Fast forward to the first lesson with the dog. It took pup awhile to come into my training building – she was terrified and hung back at the door, trying to shrink into the floor or get back outside through osmosis. After about 10 minutes we were able to get her all the way in the room and then I rewarded her by letting her go back outside.
The second time in, she entered without too much hesitation. She saw me sitting in my chair and started to pull toward me, wagging frantically, head down in what I perceived as a very nervous, scared way. I wanted to make sure there was no pressure on her neck, no reminder of the trauma she had already been through, so I told the owner to drop the leash. As the pup came closer, I sat there quietly and just presented some calming signals – squinting, head turn, blinking, lip licking. Pup instantly slowed down in a calm way, not in a groveling way, sniffed me and walked away. We both repeated that a few times and each time pup reacted appropriately, calming down and relaxing sooner each time, learning to trust me.
No fuss, no muss, no violence.
I won’t go into more detail, but suffice it to say, it may take a little longer for her to overcome that horrific experience, but I’m pretty sure she’ll be just fine.

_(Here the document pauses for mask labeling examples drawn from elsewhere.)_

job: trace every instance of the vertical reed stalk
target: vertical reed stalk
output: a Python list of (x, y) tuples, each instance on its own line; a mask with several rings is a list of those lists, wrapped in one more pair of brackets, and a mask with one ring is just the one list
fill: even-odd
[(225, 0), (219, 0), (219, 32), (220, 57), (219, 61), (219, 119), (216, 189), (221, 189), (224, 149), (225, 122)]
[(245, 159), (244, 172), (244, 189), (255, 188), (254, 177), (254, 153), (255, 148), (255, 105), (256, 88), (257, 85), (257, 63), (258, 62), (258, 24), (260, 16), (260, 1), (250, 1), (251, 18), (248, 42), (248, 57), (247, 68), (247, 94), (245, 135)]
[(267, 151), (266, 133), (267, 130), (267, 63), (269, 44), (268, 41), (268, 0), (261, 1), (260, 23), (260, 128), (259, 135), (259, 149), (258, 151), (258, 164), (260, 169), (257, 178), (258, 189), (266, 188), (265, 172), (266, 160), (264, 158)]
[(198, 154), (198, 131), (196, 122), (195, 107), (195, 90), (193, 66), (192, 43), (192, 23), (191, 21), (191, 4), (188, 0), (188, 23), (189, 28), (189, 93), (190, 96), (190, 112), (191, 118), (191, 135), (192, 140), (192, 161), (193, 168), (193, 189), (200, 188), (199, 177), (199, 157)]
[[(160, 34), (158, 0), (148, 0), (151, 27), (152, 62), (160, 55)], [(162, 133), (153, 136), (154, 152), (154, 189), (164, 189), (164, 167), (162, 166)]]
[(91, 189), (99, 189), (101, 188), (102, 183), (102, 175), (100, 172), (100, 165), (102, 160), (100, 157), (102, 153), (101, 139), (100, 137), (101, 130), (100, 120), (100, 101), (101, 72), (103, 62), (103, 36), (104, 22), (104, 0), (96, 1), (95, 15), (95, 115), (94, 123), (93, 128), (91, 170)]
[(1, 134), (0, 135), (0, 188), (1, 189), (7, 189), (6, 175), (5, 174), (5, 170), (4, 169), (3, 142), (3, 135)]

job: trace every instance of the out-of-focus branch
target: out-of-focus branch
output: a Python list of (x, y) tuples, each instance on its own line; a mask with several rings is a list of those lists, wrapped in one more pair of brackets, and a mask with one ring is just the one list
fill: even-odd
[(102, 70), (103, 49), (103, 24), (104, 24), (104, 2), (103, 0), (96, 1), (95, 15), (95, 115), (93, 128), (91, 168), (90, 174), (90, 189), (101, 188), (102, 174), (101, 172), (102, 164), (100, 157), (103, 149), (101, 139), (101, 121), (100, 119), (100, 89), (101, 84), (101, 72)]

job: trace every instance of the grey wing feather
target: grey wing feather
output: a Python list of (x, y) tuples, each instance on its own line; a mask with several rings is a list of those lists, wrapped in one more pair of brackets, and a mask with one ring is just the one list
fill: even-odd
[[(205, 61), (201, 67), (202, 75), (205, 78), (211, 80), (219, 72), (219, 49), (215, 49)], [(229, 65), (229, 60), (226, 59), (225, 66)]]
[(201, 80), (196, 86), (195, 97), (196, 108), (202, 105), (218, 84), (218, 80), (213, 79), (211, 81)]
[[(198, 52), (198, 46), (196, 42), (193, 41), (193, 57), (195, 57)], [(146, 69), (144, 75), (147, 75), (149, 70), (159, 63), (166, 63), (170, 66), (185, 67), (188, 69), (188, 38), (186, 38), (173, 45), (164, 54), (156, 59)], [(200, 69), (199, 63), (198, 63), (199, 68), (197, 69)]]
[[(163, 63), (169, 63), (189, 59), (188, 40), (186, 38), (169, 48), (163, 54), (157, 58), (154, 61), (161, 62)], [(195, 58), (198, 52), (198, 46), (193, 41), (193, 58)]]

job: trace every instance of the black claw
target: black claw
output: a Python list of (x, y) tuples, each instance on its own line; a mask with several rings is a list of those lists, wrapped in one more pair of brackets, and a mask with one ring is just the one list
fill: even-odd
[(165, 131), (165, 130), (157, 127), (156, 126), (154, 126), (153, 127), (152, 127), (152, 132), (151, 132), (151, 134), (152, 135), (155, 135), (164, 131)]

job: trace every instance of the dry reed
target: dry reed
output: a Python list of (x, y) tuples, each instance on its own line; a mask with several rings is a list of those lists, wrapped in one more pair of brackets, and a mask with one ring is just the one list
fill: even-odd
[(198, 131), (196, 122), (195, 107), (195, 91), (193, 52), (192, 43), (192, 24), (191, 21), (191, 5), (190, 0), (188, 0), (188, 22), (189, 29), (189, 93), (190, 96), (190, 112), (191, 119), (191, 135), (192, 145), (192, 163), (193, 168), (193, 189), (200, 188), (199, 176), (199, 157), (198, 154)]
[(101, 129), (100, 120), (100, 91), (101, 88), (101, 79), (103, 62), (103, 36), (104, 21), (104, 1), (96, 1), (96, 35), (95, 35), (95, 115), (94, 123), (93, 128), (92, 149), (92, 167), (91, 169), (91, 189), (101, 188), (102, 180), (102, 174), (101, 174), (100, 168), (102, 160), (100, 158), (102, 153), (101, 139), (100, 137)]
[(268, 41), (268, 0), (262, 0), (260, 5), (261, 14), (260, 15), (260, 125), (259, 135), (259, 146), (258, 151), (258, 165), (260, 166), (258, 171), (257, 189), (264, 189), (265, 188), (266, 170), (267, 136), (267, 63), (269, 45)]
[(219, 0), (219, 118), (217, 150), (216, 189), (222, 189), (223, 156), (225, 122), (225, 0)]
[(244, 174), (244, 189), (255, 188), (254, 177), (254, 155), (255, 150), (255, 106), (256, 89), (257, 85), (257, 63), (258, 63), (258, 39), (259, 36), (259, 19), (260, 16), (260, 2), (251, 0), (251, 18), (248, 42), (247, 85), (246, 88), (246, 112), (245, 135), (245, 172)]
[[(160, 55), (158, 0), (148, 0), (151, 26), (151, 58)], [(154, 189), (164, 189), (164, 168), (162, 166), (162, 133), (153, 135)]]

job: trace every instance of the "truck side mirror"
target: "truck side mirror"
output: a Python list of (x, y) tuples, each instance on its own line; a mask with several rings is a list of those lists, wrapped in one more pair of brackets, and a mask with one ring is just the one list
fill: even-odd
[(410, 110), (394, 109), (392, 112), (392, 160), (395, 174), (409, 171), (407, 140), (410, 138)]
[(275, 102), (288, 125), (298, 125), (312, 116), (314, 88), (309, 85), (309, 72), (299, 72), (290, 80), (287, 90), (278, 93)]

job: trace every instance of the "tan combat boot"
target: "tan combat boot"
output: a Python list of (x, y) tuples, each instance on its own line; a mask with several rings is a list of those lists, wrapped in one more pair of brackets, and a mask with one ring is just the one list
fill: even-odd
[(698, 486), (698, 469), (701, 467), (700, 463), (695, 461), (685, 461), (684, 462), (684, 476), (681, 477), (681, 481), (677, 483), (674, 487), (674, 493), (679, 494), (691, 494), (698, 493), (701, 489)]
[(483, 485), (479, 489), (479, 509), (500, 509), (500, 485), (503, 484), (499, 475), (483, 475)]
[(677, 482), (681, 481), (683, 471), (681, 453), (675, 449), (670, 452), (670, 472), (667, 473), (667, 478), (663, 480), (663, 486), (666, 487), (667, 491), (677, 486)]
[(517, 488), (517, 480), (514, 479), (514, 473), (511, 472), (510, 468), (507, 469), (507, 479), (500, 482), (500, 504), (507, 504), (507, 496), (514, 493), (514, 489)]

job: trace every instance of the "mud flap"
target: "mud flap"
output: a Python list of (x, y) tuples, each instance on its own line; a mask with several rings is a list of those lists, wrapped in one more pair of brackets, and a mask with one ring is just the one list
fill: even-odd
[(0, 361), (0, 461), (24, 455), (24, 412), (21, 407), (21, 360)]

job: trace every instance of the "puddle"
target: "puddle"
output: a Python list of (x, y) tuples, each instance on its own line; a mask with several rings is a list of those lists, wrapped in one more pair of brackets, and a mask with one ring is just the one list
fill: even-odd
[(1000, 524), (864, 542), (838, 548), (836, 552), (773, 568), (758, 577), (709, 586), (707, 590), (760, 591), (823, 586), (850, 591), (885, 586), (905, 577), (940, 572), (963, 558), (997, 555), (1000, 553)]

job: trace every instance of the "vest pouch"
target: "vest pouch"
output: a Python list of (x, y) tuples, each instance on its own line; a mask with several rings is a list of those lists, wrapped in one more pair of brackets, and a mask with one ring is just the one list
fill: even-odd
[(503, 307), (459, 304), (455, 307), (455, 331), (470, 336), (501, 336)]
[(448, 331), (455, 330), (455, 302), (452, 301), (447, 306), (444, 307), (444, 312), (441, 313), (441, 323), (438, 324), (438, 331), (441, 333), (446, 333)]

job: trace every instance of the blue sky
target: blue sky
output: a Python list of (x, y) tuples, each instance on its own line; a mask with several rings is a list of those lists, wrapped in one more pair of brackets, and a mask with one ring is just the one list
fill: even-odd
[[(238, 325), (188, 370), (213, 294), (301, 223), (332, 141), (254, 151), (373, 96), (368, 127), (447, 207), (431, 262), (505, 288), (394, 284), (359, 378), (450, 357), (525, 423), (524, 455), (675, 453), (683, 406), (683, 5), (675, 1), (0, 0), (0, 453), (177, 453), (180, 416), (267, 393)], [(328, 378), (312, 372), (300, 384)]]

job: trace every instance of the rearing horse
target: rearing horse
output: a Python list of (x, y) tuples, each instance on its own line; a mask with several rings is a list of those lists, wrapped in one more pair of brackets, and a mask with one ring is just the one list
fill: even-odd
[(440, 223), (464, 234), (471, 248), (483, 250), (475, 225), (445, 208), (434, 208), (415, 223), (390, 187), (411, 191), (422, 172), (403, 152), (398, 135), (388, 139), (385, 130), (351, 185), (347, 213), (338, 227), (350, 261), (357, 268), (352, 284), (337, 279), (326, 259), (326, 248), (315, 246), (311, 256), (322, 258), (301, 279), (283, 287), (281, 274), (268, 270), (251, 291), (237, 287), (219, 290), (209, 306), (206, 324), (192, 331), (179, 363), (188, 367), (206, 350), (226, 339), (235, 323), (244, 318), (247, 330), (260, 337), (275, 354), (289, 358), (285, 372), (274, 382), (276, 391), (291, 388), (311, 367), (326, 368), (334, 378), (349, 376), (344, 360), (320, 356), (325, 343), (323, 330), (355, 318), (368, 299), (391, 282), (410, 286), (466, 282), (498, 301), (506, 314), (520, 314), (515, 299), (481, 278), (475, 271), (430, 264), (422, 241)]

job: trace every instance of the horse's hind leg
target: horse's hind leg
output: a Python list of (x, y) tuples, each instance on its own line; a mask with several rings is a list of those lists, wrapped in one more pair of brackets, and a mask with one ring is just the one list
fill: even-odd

So, why the title of this post? These people thought they were doing the right thing. Two people had recommended this so called trainer, and without actually personally checking her out and watching a class or two, they trusted the referrals and went through hell.
Getting referrals is a wonderful thing, however, I would highly urge you to also observe the trainer before signing up. Very often one can’t really tell what kind of methods a trainer uses without actually seeing it in person. Punishment based trainers are not going to tell you that they use kicking, choking, and hanging on their website and the only way you’ll know for sure is to observe them in action. If they won’t let you observe, then don’t go there. Not all trainers are exactly alike. There is a full range of fabulous, great, mediocre and downright horrific.
Get referrals, get recommendations BUT go one step further and check out the trainer IN PERSON.